Compare monolith, SOA, and microservices while reviewing Docker, Kubernetes, and Spring Boot.

Java Backend Interview Prep
2. Backend Architecture & Data
May 29, 2026
18
A

Architecture Styles

StyleMain Idea
MonolithOne deployable application containing most features
SOAServices communicate, often with enterprise-level shared infrastructure
MicroservicesSmall autonomous services modeled around business capabilities

Microservice Challenges

Microservices improve independent deployment and scaling, but they add distributed-system complexity. Common challenges include service discovery, observability, configuration management, debugging, network failures, data consistency, and deployment automation.

Common Tools

Docker packages a service and its dependencies into a portable container image. Kubernetes orchestrates containers with scheduling, scaling, service discovery, and self-healing. Spring Boot helps Java teams build production-ready services quickly.

Interview Framing

Do not present microservices as automatically better. Explain that they help when organizational and scaling needs justify the operational cost.

Interview Scenario Practice

Scenario 1: Split a Monolith

Scenario: A monolith has user, order, payment, and notification features. The team wants microservices.

Strong answer: Split by business capability, not by technical layer. Start with clear boundaries such as Orders, Payments, and Notifications, then define APIs, data ownership, and deployment ownership.

Why it works: Microservices need autonomy. A service that owns no data or business capability becomes distributed coupling.

Common mistake: Creating separate controller, service, and repository services. That turns local method calls into network calls without business value.

Scenario 2: Debugging Across Services

Scenario: A checkout request fails after calling four services.

Strong answer: Use centralized logs, correlation IDs, metrics, traces, and clear service-level dashboards.

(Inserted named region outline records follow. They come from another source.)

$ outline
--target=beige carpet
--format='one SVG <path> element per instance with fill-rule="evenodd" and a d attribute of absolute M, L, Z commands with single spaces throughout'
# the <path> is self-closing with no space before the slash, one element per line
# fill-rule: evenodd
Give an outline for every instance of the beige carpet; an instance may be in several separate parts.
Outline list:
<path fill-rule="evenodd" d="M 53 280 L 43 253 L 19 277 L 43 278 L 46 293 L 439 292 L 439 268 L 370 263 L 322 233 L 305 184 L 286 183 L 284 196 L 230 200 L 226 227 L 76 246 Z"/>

Why it works: Distributed systems need observability because the failure path crosses process boundaries.

Common mistake: SSHing into individual containers and manually reading logs as the primary debugging strategy.

Scenario 3: Service Deployment

Scenario: One service needs a new version while others should continue running.

Strong answer: Containerize each service, deploy independently, and use backward-compatible APIs or versioning during rollout.

Why it works: Independent deployment is one of the main reasons microservices can help larger teams.

Common mistake: Requiring every service to deploy together, which recreates monolith-style release coupling.